Even though targeted antibodies haven’t produced much of a survival benefit on their own, or in combination with chemotherapy, oncologists have observed that they seem to activate the immune system. The hope is that combining them with checkpoint inhibitors will strengthen that response. Memorial Sloan Kettering is planning a trial, for example, combining Herceptin and Keytruda in HER2-positive gastric cancer patients.
A wide range of combination treatments are being tested across all of the GI cancers. Opdivo is in an early trial in combination with Yervoy (ipilimumab), which inhibits another checkpoint called CTLA-4, in patients with colon cancer. And Roche is currently testing its drug Avastin with an experimental anti-PD-L1 antibody, atezolizumab, in esophageal cancer.And it’s not just drug treatments that can activate the immune system to combat GI tumors. One of the biggest developments in cancer immunotherapy in recent years is the ability to take immune-boosting T cells from the blood of patients, re-engineer them to be able to recognize unique antigens, or proteins on cancer cells, and then infuse them back into the body so they can home in on tumors and destroy them.
The technology, known as chimeric antigen receptor T cell (CAR T cell) therapy, has worked well in blood-based cancers like leukemia and lymphoma — even curing some patients in clinical trials who had failed all other therapies — but it has been difficult to translate to GI cancers and other solid tumors because there is no single antigen that drives them.

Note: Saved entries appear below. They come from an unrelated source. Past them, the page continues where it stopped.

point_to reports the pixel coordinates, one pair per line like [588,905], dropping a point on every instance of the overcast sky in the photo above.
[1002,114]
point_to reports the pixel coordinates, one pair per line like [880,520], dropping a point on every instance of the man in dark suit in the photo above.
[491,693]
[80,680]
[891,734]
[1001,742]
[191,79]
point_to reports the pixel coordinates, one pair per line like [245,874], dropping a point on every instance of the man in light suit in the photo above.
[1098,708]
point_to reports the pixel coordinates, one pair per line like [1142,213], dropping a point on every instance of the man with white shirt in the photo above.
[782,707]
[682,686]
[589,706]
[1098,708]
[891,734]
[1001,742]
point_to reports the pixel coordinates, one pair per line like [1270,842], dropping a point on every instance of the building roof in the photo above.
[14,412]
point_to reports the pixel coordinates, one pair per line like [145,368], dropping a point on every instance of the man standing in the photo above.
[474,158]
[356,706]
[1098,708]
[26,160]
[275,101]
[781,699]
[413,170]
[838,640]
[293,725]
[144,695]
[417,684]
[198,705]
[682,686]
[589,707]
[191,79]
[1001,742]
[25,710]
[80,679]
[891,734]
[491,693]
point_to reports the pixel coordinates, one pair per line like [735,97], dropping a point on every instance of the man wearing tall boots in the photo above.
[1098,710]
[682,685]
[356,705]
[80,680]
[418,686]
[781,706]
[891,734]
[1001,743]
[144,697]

Scientists at the National Cancer Institute (NCI) are working on a method for engineering cells that might get around that problem. The technique, called “adoptive cell transfer,” involves removing tumor samples from individual patients and isolating tumor-reactive lymphocytes, which are naturally occurring white blood cells that can recognize the specific mutations in that cancer and launch an immune attack against them. The cells are then grown outside the body, engineered to enhance the immune response, and infused back into patients.
The technique has been used only in a small number of patients with gastrointestinal cancers, including one with a type of GI cancer called cholangiocarcinoma, or bile duct cancer, who had failed multiple chemotherapy regimens. The patient’s lung and liver metastases have shrunk by greater than 80 percent, and she remains progression-free more than two years after treatment. Researchers continue to perfect the technique, says Steven Rosenberg, a senior investigator at the NCI who is leading the research.
“It’s highly personalized — we have to create a new drug for each patient,” Rosenberg says. “But 90 percent of all patients who die of cancer die of solid tumors, so we’re in desperate need of new treatments. In my view, cell-transfer therapy is a promising area.”